Essa lei válida na Cidade Autônoma de Buenos Aires dispõe que aqueles construtores que incorporarem coberturas verdes aos edifícios terão desconto em impostos relativos à construção e aprovação da obra. E que, se mantiverem essas áreas verdes, anualmente terão desconto no imposto municipal. O mesmo vale para edificações antigas. Os descontos são calculados conforme a relação existente entre área total do telhado e área coberta pelo verde, utilizando um coeficiente. E aplicam-se inspeções anuais para renovação do beneficio. O desconto máximo é de 20% da taxa em referência.

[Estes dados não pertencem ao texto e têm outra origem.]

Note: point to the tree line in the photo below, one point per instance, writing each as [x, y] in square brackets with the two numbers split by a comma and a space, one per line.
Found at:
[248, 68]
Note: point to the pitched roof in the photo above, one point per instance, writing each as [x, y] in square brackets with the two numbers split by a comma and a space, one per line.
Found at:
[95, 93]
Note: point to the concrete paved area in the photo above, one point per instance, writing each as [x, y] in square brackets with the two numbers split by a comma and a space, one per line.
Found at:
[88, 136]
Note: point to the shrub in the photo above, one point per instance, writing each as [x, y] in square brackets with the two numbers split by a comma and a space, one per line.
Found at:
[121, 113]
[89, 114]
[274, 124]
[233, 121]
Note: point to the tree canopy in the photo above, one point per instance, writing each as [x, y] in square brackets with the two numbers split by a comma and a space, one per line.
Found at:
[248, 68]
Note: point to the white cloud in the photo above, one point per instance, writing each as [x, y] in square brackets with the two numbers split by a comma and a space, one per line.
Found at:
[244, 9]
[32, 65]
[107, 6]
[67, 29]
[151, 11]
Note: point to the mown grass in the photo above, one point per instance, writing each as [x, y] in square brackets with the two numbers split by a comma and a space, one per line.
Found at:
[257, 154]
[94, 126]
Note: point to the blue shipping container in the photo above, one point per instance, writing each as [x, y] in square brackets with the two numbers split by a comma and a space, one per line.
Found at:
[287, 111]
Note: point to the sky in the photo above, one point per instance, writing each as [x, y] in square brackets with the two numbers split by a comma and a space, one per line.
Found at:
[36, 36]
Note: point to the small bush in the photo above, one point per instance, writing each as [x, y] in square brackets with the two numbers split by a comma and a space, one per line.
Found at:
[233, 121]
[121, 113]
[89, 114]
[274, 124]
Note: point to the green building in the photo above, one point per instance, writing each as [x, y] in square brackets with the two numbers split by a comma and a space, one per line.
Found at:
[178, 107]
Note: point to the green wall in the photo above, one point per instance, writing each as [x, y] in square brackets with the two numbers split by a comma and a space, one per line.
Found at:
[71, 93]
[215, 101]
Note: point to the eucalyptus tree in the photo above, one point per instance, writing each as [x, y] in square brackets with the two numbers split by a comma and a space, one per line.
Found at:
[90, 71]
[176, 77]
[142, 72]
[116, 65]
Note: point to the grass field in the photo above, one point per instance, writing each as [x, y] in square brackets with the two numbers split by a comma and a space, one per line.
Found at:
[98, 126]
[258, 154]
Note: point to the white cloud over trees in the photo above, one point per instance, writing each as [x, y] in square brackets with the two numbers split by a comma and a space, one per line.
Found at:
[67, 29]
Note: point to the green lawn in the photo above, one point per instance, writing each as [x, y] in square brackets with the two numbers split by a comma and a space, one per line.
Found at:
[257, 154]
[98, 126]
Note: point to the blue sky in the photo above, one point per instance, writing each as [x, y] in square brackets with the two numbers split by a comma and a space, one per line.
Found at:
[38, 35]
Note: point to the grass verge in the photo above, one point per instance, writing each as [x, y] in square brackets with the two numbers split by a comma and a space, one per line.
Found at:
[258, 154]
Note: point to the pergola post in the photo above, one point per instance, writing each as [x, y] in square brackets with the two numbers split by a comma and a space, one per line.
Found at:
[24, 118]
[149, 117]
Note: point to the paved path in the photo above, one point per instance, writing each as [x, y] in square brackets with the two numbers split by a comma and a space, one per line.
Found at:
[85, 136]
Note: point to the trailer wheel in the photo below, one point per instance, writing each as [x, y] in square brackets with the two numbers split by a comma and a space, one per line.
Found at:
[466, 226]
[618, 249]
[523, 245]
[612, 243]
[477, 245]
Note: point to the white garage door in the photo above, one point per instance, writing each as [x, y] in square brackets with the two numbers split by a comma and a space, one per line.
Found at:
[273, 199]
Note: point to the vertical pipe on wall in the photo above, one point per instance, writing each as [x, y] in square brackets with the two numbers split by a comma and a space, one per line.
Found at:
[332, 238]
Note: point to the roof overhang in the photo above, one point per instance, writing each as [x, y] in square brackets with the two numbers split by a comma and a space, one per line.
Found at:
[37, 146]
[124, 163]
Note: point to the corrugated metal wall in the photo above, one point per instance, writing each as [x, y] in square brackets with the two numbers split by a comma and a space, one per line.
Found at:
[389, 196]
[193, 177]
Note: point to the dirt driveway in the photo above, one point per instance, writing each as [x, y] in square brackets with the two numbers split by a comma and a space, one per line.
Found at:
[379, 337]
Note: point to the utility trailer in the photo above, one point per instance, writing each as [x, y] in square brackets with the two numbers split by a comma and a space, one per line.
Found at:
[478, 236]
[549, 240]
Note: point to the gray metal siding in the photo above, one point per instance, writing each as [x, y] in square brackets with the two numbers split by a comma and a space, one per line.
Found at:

A temperatura de um teto verde comparada a um convencional (74oF = 23,33oC; 151oF = 66,11oC). / Fonte desconhecida

Existem duas maneiras de diminuir o efeito da ilha de calor urbana: aumentando a vegetação e melhorando a refletividade das superfícies urbanas. As coberturas verdes agem das duas formas e reduzem consideravelmente o uso individual de energia de um edifício. Enquanto um teto com membrana asfáltica pode atingir os 70oC num dia de verão, um com cobertura verde geralmente não ultrapassa os 26oC. O resfriamento por evaporação reduz a transferência de calor ao interior da construção.

Além disso, temos os demais argumentos das coberturas verdes:

  • Favorecem a biodiversidade e ajudam a recriar o vínculo entre cidade e natureza
  • Ampliam e unem corredores ecológicos, principalmente se escolhermos espécies de plantas nativas
  • Retenção de água de chuva aliviando os sistemas pluviais e diminuindo enchentes
  • Purificação do ar
  • Maior estabilidade e conforto térmico também no inverno
  • Possibilidade de ter novas áreas de lazer e estar
  • Beleza

O primeiro teto verde em um edifício público da cidade foi implantado numa escola e cumpre, além das funções ambientais, uma educativa: nele os alunos aprendem sobre a flora e a fauna. Tem 236m2 e manutenção mínima. Foi dividido em áreas com e sem manutenção, com e sem irrigação, possibilitando estudar as espécies utilizadas, seu comportamento anual, sua adaptação ao regime de chuvas, seu valor para a fauna. As espécies utilizadas são principalmente nativas da região, como a cortadeira (Cortadeira selloana), a salvia guaranítica (Salvia guaranitica), a lantana lilás (Lantana megapotamica) e uma das diversas espécies de maracujá (Passiflora caerulea).

A boa impermeabilização e a preocupação com a drenagem são essenciais para evitar aborrecimentos com as coberturas verdes.

Na implantação houve muito cuidado com a impermeabilização. Foi feita uma limpeza, verificou-se a regularidade do piso e instalou-se sobre a já existente uma nova membrana especial de PVC soldada por termofusão. Esta é impermeável e resistente aos raios ultravioletas e ao contato permanente com água. Logo, capricharam na drenagem, adequando as quedas até os ralos. Utilizaram um substrato leve e adequado às espécies, instalaram irrigação automatizada por goteio em determinadas áreas e, por fim, puderam plantar.

Se todos fizerem o mesmo, a área verde da cidade pode ser praticamente igual à sua extensão total. Levante a mão quem acha isso uma boa ideia!